Diversity has become a powerful, controversial and extremely prevalent issue in Hollywood over the last few years. The uproar over the “Oscars So White” campaign was significant enough that the Academy made significant moves to diversify their membership for following years, inviting 683 new members (46% female and 41% people of color), according to this article by Variety a few weeks ago. But one topic often not covered in the discussion of diversity in Hollywood is people with disabilities. As Variety reports, the Ruderman Family Foundation, which advocates for the inclusion of people with disabilities throughout our society, has conducted a study on the number of disabled parts being played by disabled actors, and the numbers are very low.
As Variety states, the report is titled the Ruderman White Paper On Employment Of Actors With Disabilities In Television, and it examined how often actors with disabilities appeared on the top 10 TV shows of the 2015-2016 television season. The study analyzed 31 shows across streaming platforms, cable and broadcast networks. It determined that only four actors with disabilities were cast, amounting to less than 2% of all actors on screen. The study also determined that 95% of disabled characters in these shows were played by able-bodied actors.
Variety quotes Jay Ruderman, president of the Ruderman Family Foundation saying, “The entertainment industry has a significant impact on how our society views various minority groups. Part of this is rooted in the fact that our population spends more time watching television than socializing with friends. Because of the widespread stigma in Hollywood against hiring actors with disabilities, we very rarely see people with real disabilities on screen.”

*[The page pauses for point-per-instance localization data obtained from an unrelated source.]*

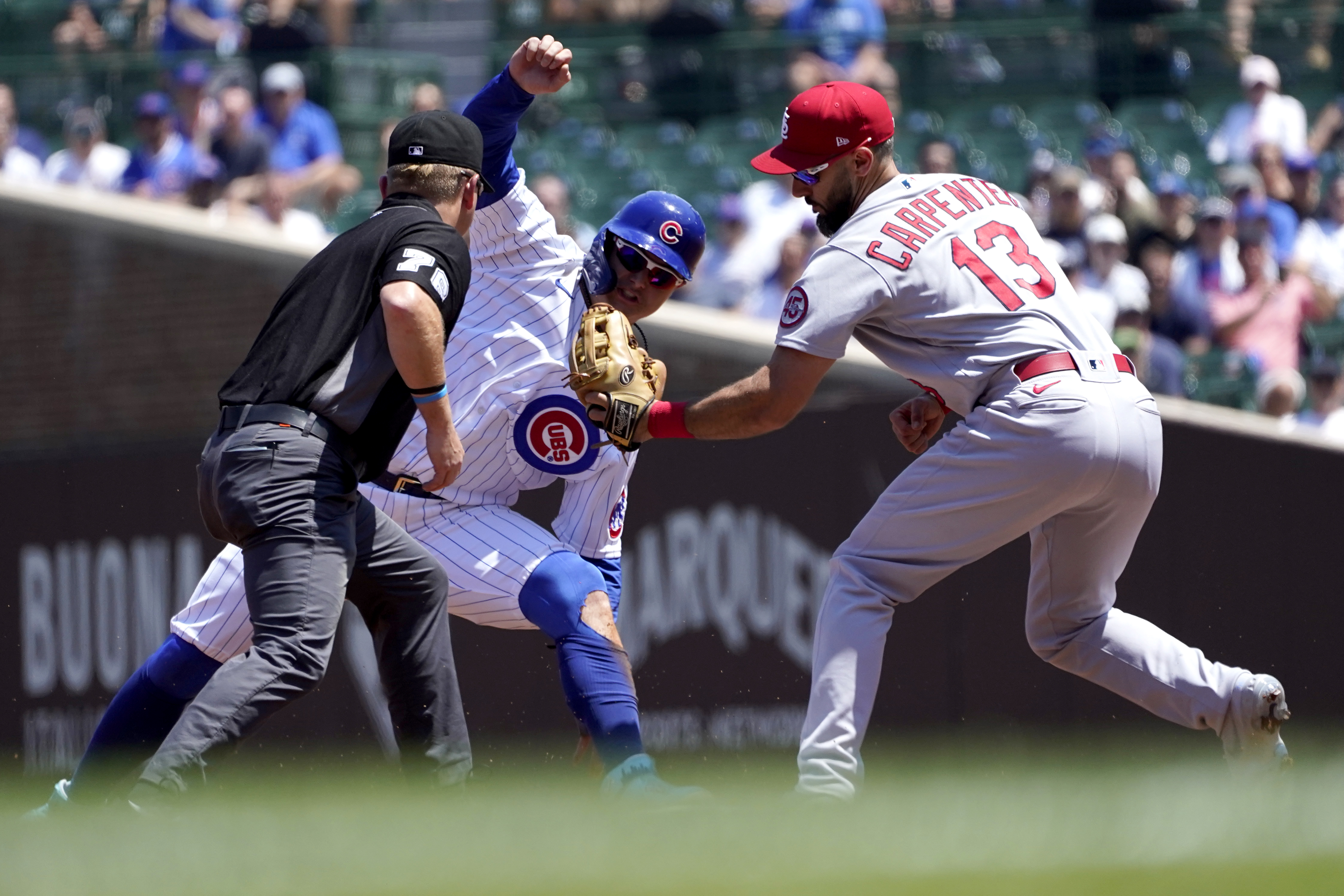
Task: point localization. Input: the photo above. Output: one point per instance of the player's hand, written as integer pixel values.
(541, 65)
(445, 453)
(917, 422)
(597, 405)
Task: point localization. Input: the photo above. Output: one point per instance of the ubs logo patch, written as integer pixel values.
(554, 436)
(795, 308)
(616, 524)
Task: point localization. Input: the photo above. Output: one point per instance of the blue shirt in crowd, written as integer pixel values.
(170, 171)
(175, 39)
(841, 27)
(310, 134)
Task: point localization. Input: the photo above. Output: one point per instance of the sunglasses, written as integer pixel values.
(634, 260)
(810, 175)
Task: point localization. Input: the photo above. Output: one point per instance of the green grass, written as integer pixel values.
(962, 813)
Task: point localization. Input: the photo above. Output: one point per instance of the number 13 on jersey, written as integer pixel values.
(986, 235)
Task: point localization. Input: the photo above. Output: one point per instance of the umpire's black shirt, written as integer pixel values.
(325, 346)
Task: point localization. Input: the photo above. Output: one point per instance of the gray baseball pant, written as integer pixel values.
(291, 503)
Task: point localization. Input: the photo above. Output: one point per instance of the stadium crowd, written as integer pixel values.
(1174, 275)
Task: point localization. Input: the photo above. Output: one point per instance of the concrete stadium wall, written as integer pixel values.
(119, 320)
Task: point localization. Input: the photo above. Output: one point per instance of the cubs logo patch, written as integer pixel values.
(616, 523)
(795, 308)
(554, 436)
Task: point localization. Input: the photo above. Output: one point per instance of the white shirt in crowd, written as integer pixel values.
(101, 171)
(21, 166)
(1277, 120)
(1320, 252)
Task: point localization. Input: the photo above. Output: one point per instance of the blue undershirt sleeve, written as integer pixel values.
(496, 111)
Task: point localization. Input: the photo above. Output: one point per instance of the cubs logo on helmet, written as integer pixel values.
(616, 523)
(554, 436)
(795, 308)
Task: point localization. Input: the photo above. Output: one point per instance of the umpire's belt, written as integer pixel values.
(404, 486)
(1056, 362)
(234, 417)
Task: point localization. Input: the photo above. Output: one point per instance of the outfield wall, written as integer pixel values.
(120, 319)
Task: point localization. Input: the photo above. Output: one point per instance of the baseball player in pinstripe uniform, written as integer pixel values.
(521, 429)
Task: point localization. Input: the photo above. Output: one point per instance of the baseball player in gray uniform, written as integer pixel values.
(947, 281)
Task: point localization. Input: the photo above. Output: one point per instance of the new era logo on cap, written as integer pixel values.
(824, 123)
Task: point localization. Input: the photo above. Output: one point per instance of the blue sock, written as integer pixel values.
(140, 717)
(595, 675)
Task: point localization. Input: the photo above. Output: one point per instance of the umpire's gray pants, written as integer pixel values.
(291, 503)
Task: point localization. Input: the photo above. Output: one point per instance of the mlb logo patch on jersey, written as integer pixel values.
(616, 523)
(554, 435)
(795, 308)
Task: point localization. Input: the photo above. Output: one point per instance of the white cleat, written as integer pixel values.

Clearly, as the report suggests, there is more work to be done, and according to Jay Ruderman, an important place to start is with the visibility of disabled people via the media. As Variety details, the report also mentions that, based on their estimates, 20% of the population is disabled. The study was only a small sampling, because there are far more than 31 shows on the air, and Variety did not specify what 10 shows qualified as the Top Ten. However, the Ruderman Foundation sees it as a starting point. Variety reports that the foundation is planning to convene a discussion with major studio heads on disabilities in entertainment this fall.
Variety also highlights that the issue is clearly getting better. In the 2016-2017 season, ABC will be premiering a new comedy called Speechless, starring Minnie Driver. Variety reports that the show also stars Micah Fowler, who suffers from cerebral palsy. On the show, Driver plays Fowler’s mother, and Fowler plays JJ, who is nonverbal. So as with many of the issues of diversity in Hollywood today, the landscape is changing, just not always as quickly as one might hope. However, reports and studies like those from the Ruderman Foundation could help get the changes moving faster.